Since 1969, West Papuans have faced an accelerated program of forced and voluntary migration of Javanese and other ethnic groups to the region, and West Papuans are becoming a minority in their own land. The economy remains, for the most part, in the hands of outsiders and foreigners - including Indonesian military officers - while most West Papuans remain desperately poor (the region is one of the poorest in Indonesia). Free expression of Papuan identity is stifled under draconian laws, torture, killings and 'disappearances.'

Freeport has established a close relationship with the Indonesian government and is the largest foreign contributor to Indonesia's tax base.

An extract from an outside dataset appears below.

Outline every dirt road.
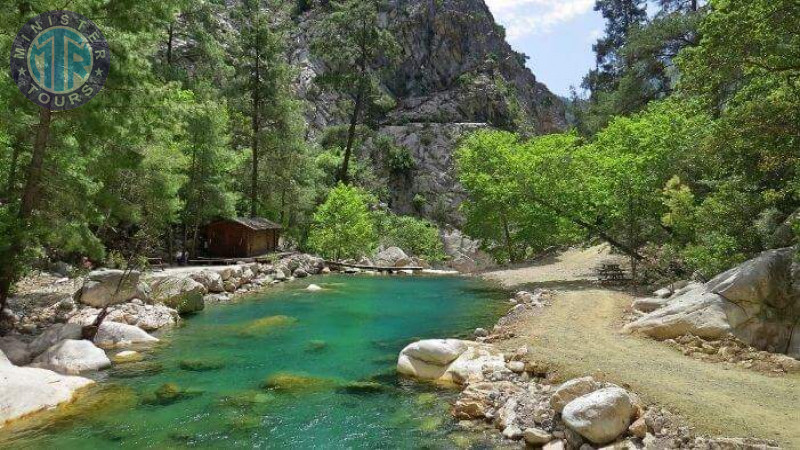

Freeport has been complicit in the suppression and denial of basic human rights of the West Papuan people. Despite a recent wage increase (a fraction of what the workers were asking for) granted after a months-long strike, Freeport continues to pay its Indonesian employees the lowest wages out of any Freeport operation. Because of Indonesia's lax environmental laws and minimal enforcement, as well as its willingness to look away when big money is involved, the environment around the Grasberg mine has been destroyed, and the people who lived there displaced with many of their cultural traditions shattered. Tailings from the mine have polluted the Agabagong and Aijkwa Rivers, which flow to the sea, creating a dead zone for miles.

Freeport-McMoRan has admitted paying millions to the Indonesian police and military, who essentially operate as mercenaries that largely do the company's bidding. These forces have engaged in systematic arrest, torture, killings and disappearances of West Papuans and others deemed critical of Freeport's operations. Competition between the police and military for Freeport's patronage is likely responsible for repeated sniper attacks on Freeport employees near its mine over the last decade. Ben Davis, the Director for International Affairs of the United Steelworkers, recently wrote the Justice Department asking them to open an investigation of Freeport under the 1977 Foreign Corrupt Practices Act for possibly unreported payments. We fully support this effort.

We believe that Freeport-McMoRan must be held accountable for its atrocious record. We also believe that Freeport should listen to its West Papuan workers' demands for better working conditions and pay, and should be required to clean up the grave environmental damage it has caused in West Papua. While Freeport is not responsible for all of the political turmoil in West Papua, we are convinced that its actions are making the situation worse. Token payments to West Papuans and increased royalties to the central government are not substitutes for genuine control by Papuans over their resources.